A hollow sphere of radius a carries a total charge Q distributed uniform over its surface, A small area dA of the sphere is cut off. Find the electric field at the center due to the remaining sphere

Answer 1

Solution

The space around a charge is always under stress and experiences a force on another charge when placed there. The region or space in which stress exists is called the electric field (or dielectric or electrostatic) field. The stress in the space is represented by the lines of force. Electric field is a vector quantity.
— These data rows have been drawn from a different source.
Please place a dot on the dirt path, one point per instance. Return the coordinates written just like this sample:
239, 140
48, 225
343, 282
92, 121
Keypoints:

Complete step-by-step solution:
Coulomb’s law states that the magnitude of electrostatic force between two point charges is directly proportional to the product of the magnitudes of charges and inversely proportional to the square of the distance between them
$\left| F \right|=k\dfrac{\left| {{q}_{1}}{{q}_{2}} \right|}{{{d}^{2}}}$
Where coulomb’s constant $(k)=\dfrac{1}{4\pi {{\varepsilon }_{0}}}$
Consider a hollow sphere of radius a carries a total charge Q. There will be zero electric field at the center.
dA area is cut meaning that the + charge disappears on dA.
On a small area dA a small amount of negative charge equal to $\dfrac{QdA}{4\pi {{a}^{2}}}$ is applied this will make dA neutral.
Positive charge does not give any electric field at center,
The negative charge will give an electric field.
Negative charge is at equal distance ‘a’ from center. now apply coulomb’s law
$F=qE$
$E=\dfrac{q}{4\pi {{\varepsilon }_{0}}{{a}^{2}}}$
$E=\dfrac{\dfrac{QdA}{4\pi {{a}^{2}}}}{4\pi {{\varepsilon }_{0}}{{a}^{2}}}$
$E=\dfrac{QdA}{16{{\pi }^{2}}{{\varepsilon }_{0}}{{a}^{4}}}$
The electric field at the center due to the remaining sphere is $\dfrac{QdA}{16{{\pi }^{2}}{{\varepsilon }_{0}}{{a}^{4}}}$

Note: Student’s the magnitude of electric field is obtained by coulomb’s law and in case of a unit stationary point charge coulomb’s law derivation formula is similar to gauss law derivation. When two charged bodies are placed near each other, mechanical force is experienced on them. Force is a vector quantity.